この段階で、未処理のジャガイモジュースは劣化のためほぼすぐにろ過できなくなったが、清澄化したタンパク質除去ジュースは顕著な目詰まりなしに40重量%乾物にまで濃縮された。
別の実験では、デンプン抽出プロセスから得られたジャガイモジュースを、上記のような軟凝集を用いた脂質除去の前処理に供して、生のジュースと比較した。したがって、脂質を含まずタンパク質を含むジュースを、脂質とタンパク質を含むジュースと比較した。脂質除去は、脂質を含まないジュースの620nmでの吸光度が0.3であり、脂質を含むジュースの620nmでの吸光度が6.5であることから分かるように、TSSの付随的除去をもたらした。
この場合、さらに、脂質除去は効果的な凍結濃縮をもたらした一方、脂質含有ジュースは、フィルターがすぐに目詰まりしたため、凍結濃縮にかけることができなかった。

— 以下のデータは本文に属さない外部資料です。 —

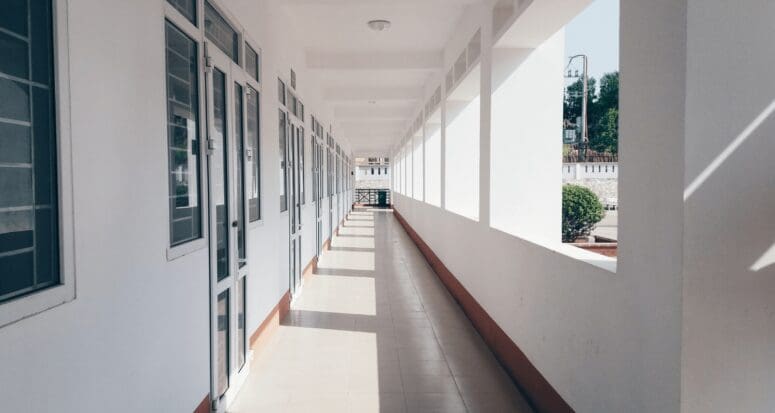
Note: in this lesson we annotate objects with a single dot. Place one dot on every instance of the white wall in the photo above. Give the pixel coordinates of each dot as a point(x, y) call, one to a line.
point(728, 359)
point(432, 153)
point(418, 159)
point(607, 341)
point(462, 155)
point(136, 338)
point(526, 195)
point(590, 170)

脂質除去を達成するために、様々な異なる前処理(精密ろ過、遠心分離、軟凝集、ディスクスタック分離;表1参照)を行った。低速遠心分離を使用した場合を除いて、全ての場合に、結果は結晶化温度およびろ過性の点で上記と同等であった。精密ろ過、高速遠心分離および軟凝集を使用すると、ジャガイモジュースの凍結濃縮が可能であった。低速遠心分離を使用すると、ろ過性が、凍結濃縮を実施できないようなものであった。
精密ろ過:微生物と浮遊粒子を分離するために、ジャガイモジュースを特別な孔サイズのメンブレン(0.1〜10μm)に通す。未処理のジュースを、約1〜3m/sの比較的高速度で、シートまたは管形態の半透膜に平行または接線方向の低〜中程度の圧力(約100〜400kPa)で通過させる。液体がメンブレンフィルターを通過することを可能にするために、処理装置には一般にポンプが取り付けられる。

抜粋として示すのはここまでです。